A single disqualifier is enough. The instinct to keep a company because it scores well elsewhere is exactly what this section is for.
Why a score built on public data mis-ranks LMM targets
Most screening tools offer a score, and the score is useful for sorting. It is dangerous for cutting, and the reason is structural.
The inputs to a public-data score are the signals a machine can read: web traffic, hiring activity, social presence, review volume, headcount from professional networks. Every one of them measures how visible a company is online. In the lower middle market, visibility and quality are loosely related at best. Many of the businesses a sponsor most wants to own are founder-run, referral-driven and decades old. Their customers find them through relationships, so they have never invested in a website. Their workforce is field technicians and drivers who do not keep professional profiles, so modeled headcount undercounts them. Any revenue estimate built from that headcount inherits the same error.

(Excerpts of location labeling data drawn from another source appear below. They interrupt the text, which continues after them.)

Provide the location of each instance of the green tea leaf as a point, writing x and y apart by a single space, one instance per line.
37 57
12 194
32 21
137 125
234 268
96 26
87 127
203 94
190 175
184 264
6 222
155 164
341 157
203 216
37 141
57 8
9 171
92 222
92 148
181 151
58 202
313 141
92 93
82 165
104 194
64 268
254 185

The result is a score that ranks companies by digital footprint. The polished marketing firm with the growth-stage hiring page floats to the top. The fifty-year-old contractor with the one-page site sinks to the bottom, and it may be the better target on every measure the partner cares about.
The practical fix is simple. Use the score to order companies within a tier after the desk checks have run. Never use it to decide which companies get desk checks in the first place.
Pass 4: the checks that need a conversation
What survives the first three passes and the disqualifiers is the short list, and it is the only part of the list that should ever cost a relationship. Owner intent, succession, real financials and timing are invisible from the desk, and they decide whether a company that looks right is actually available.
This is also the point where the stage of the deal changes the next step. An Off-Market company needs an introduction and a reason to talk. A Pre-Market company may already have an advisor preparing materials. An On-Market deal needs a different first question entirely: whether it is still available at all, which is covered in how to tell whether a deal is real. Once a conversation produces real numbers, the work moves from screening to preliminary diligence, which is a separate discipline with its own checklist.
What to hand the partner
The short list is not twenty company names. It is twenty names with a line each: why this company is in, what the ownership check found, the size band and how it was estimated, and the one open question a call would answer. Alongside it goes the cut log, grouped by reason, so the partner can see that the universe was worked rather than skimmed.
That cut log is the asset most screens throw away. Rejections, recorded with a reason, are how a mandate gets sharper. They show which sectors produce nothing but franchisees, which geographies are already consolidated, and which source lists are mostly noise. Next quarter's screen starts from that knowledge instead of from a fresh export.
It is also the design behind the approve-or-reject queue on the OmniSource platform: matched companies land in Targets to Review, and a rejection with a reason teaches the mandate as much as an approval does. Whether the screen runs in a spreadsheet or a product, the rule is the same. Every company that leaves the list leaves with a reason, and the ones that stay have earned the call.